Housing Authority Money Comes Through Just In Time
St. Helens, OR August 14, 2009 6 a.m.
Housing officials on Oregon’s North Coast can breathe a sigh of relief Friday. The Northwest Oregon Housing Authority got its prayer answered for a last-minute government bailout.
It will help maintain crucial rental assistance for more than 200 households at risk of losing it. But as Rob Manning reports, questions remain about how the agency got into a financial crisis in the first place.
As recently as Thursday, people depending on rental assistance from the Northwest Oregon Housing Authority were on edge.
Steve Cline: “Your heart just drops down to your stomach and you say – ‘oh my God, I thought I was settled’.”
Steve Cline is a 60 year-old veteran who lives in a subsidized apartment in St. Helens with his labrador, Yogi.
Steve Cline: “I moved from my car, to – I lived for a year in a room in the woods with no heat, and got through that. This, to me, was like the Hilton.”
He’s in a modest one bedroom unit. In May, Cline heard he could lose it. Then the housing authority found money for summer rents.
Thursday, Cline says some of his neighbors were feeling desperate, with assistance due to run out in two weeks.
Steve Cline: “You know, I’m probably one of the lucky ones – I have me to worry about. There’s families in here with children. There’s people that are more disabled than I am. They’re just looking at ‘I just got to make sure I’ve got enough money for a couple bullets, because that’s the only option I got left’.”
Staff with the nearby non-profit, Community Action Team, say a vet expecting to lose his rent assistance did threaten suicide. They called the police, and the man was put in a hospital psych ward.
Rental assistance clients can try to relax now. Top Oregon officials, including Senator Ron Wyden got federal housing leaders to spend nearly $800,000 to cover rents through December.
Ron Wyden: “$795,000 is going to be forthcoming and is going to help 219 folks with modest incomes, walking on an economic tightrope in low-income housing, they’re going to be able to stay in their homes.”
Earlier this week, U.S. Housing and Urban Development officials balked at bailing out the housing authority, because the problems weren’t entirely economic. Oregon state senator Betsy Johnson faults the agency’s management.
Betsy Johnson: “This is not the first time that this has happened with the Northwest Oregon Housing Authority. If it were, I’d probably be less critical. But this is the second, arguably the third time that this has happened, and I think that it is a clarion call for a higher degree of oversight at all levels.”
To untangle the problems, housing authority officials called on an expert from downtown Portland.
Jill Riddle manages the rental assistance program called Section 8 for the Housing Authority of Portland. She says the problems boiled down to this.
Jill Riddle: “It’s the specific Section 8 voucher program knowledge, and the leadership of directing that, in the appropriate way, that I would say, was lacking.”
Riddle found that the Northwest Oregon Housing Authority mismanaged vouchers in two ways.
The first problem goes back to last year, when the agency failed to hand out all its rental vouchers. When that happens, federal officials basically say “if you’re not using them, we’re going to take them back.” And they did.
Meantime, the housing authority was handing out more and more vouchers. HUD takes a dim view of that.
Lee Jones is an agency spokesman.
Lee Jones: “If it’s not in your annual allocation – we’re not going to fund them.”
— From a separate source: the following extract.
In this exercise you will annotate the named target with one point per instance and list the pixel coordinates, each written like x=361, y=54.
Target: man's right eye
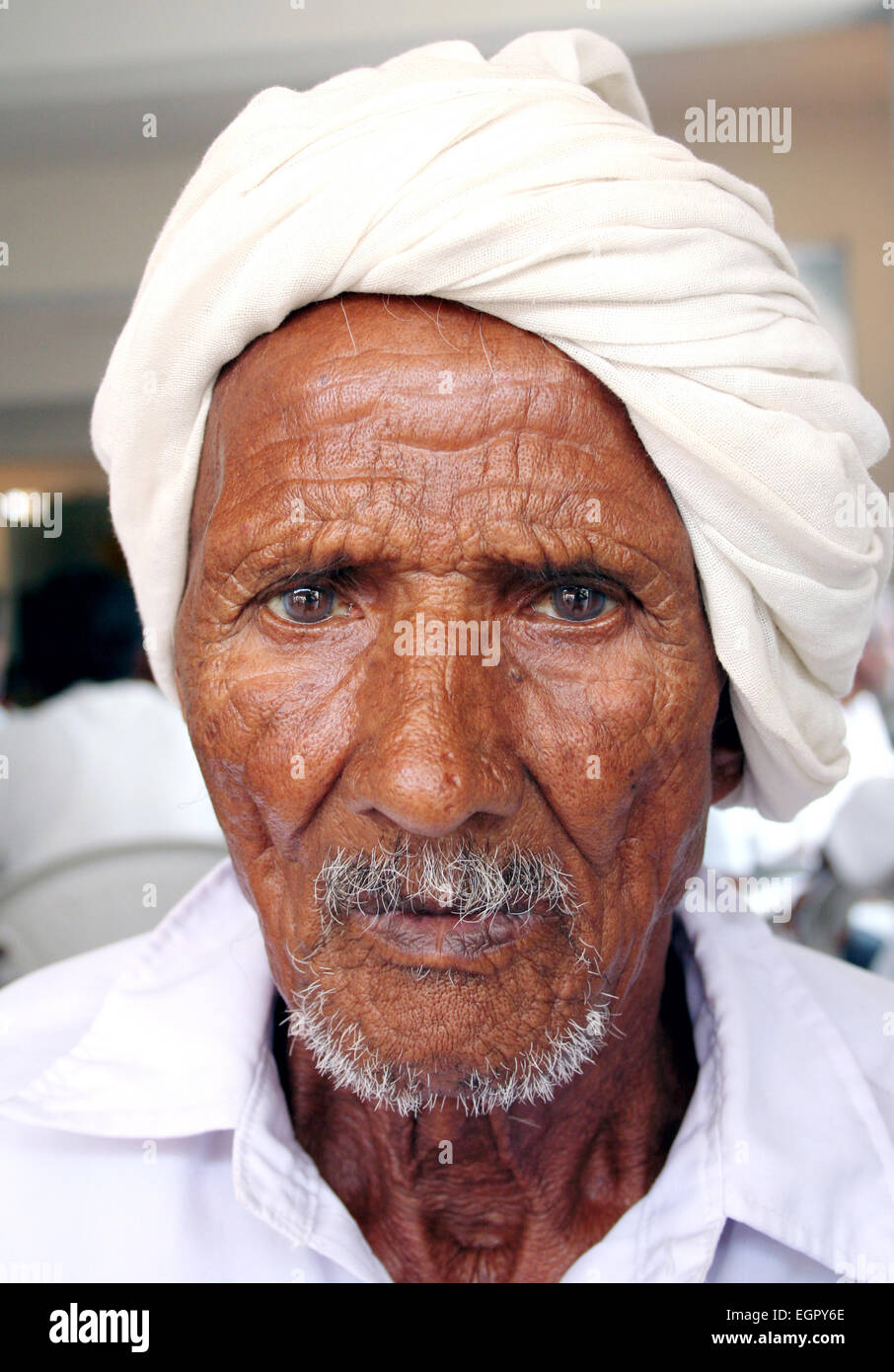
x=309, y=604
But not only did the local housing authority give out more vouchers – it increased how much assistance it was providing to voucher holders.
Jill Riddle with the Portland Housing Authority says there was little planning or internal communication.
Jill Riddle: “There’s just no future projections going on at all. The accounting people weren’t aware of what the program people had done, and weren’t taking into account 200 vouchers that were leasing up.”
When the Northwest Oregon Housing Authority discovered the problem, they started spending reserves. Later, board members like Casey Mitchell learned that spending federal money on cost overruns is wrong.
Casey Mitchell: “I think the staff at the housing authority sincerely believed that those moneys were available to us to use in this manner. And I think that’s where the breakdown happened.”
Board members say there are lots of things that need fixing, and some questions that still need answers.
Rita Bernhard is a Columbia County commissione. She and Mitchell both have ties to the Community Action Team and sit on the housing authority board. She’s feeling grateful for the congressional intervention.
Rita Bernhard: “They’ve all been extremely helpful to us during this time period. And we are trying very hard to make sure this doesn’t occur again.”
The feds have put specific reporting requirements on the new money. More broadly, the recommendations made by the Housing Authority of Portland are expected to put the Northwest Oregon agency on stable footing, come January.